Il decreto che completa il quadro normativo nazionale di attuazione della riforma della Pac per i pagamenti diretti stabilisce che i premi accoppiati per il latte verranno erogati ai produttori soltanto “per i capi appartenenti ad allevamenti iscritti ai libri genealogici o nel Registro anagrafico e sottoposti ai controlli funzionali”.
I registri ed controlli in questione sono gestiti monopolisticamente dall’Associazione Italiana Allevatori, quindi se un allevatore vuole il pagamento Pac, volente o nolente, deve passare dalle Associazioni territoriali degli allevatori. Una specie di tassa sui pagamenti Pac.
Intendiamoci, ci sono fior di professionalità nell’Aia, nelle Ara, nelle Apa ma, come tutti i monopoli, è anche un bel carrozzone italiano, una struttura che ha bisogno di risorse per mantenersi, governata da equilibri politico-sindacali spesso autoreferenziali.
La scelta del Ministero è decisamente miope e sicuramente discriminatoria. In un momento in cui il settore lattiero-caseario si trova in una fase d’incertezza dettata dalla fine delle quote produttive e dal prolungarsi dell’estrema volatilità del mercato, l’esclusione di una vasta platea di beneficiari dai premi accoppiati della Pac non può essere tollerata.
Cia e Confagricoltura, hanno annunciato il ricorso al Tar del Lazio contro il ministero delle Politiche agricole e l’Aia, per annullare il decreto ministeriale.
Il sostegno accoppiato nell’ambito del primo pilastro della Pac era stato introdotto per sostenere i settori in particolare difficoltà. Le scelte nazionali dello scorso anno (frutto di un negoziato lungo e complesso) si erano orientate sul settore lattiero proprio perché particolarmente vulnerabile, sia per effetto del nuovo processo di convergenza, sia per l’impatto derivante dalla rimozione delle quote. Una condizione quest’ultima che, come si legge nel documento di attuazione nazionale della Pac, “potrebbe esporre a rischio il settore, soprattutto nelle aree montane e marginali dove è meno competitivo, ma rilevante per gli aspetti ambientali e socio-economici”.
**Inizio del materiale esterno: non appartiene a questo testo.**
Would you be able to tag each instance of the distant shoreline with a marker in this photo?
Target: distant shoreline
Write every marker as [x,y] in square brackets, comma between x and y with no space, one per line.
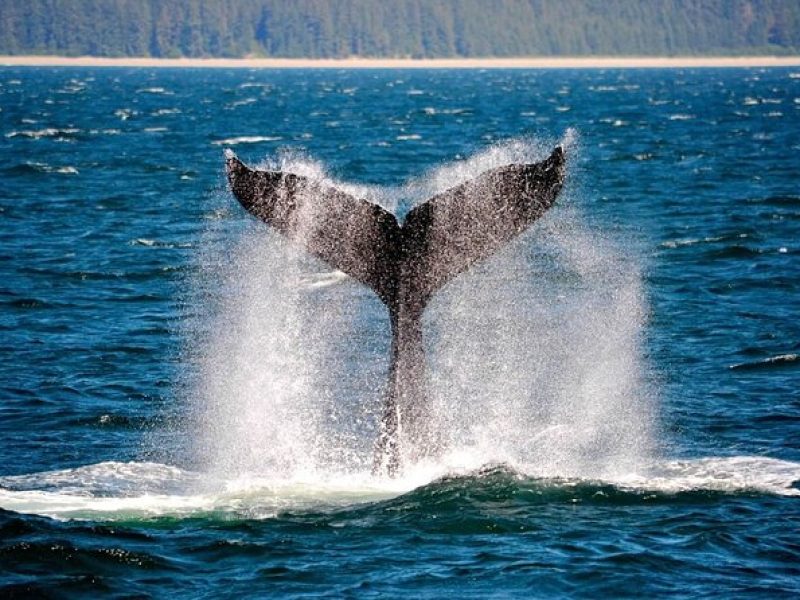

Con i provvedimenti attuativi delle disposizioni comunitarie, invece di prospettare un premio per tutti gli allevatori e per le zone marginali, lo si è previsto solo a vantaggio di aziende che fanno riferimento all’Associazione Italiana Allevatori.
Un cambio di rotta ingiustificabile e in palese contrasto rispetto alla normativa comunitaria, che rischia di vanificare le ricadute positive delle misure contenute nel decreto legge sui settori in crisi approvato dal Governo la scorsa settimana.
Tra l’altro l’iscrizione nei libri genealogici o nei registri anagrafici non è obbligatoria ed è riservata alle vacche da latte di razza pura. Resterebbero quindi escluse, dagli 84,6 milioni di euro stanziati per la zootecnia bovina da latte, tutte le razze ibride. Un’estromissione che, paradossalmente, penalizzerebbe in particolar modo gli allevamenti delle zone montane e marginali, spesso principale fonte di sostentamento economico per il territorio.
Per queste ragioni, Cia e Confagricoltura hanno ritenuto necessario intervenire, presentando ricorso davanti al Tar del Lazio. A essere in gioco è il futuro di un settore strategico del sistema agroalimentare, che merita particolare attenzione, soprattutto adesso che, dopo trenta anni di quote produttive, chiede meno disparità e più certezze per il futuro.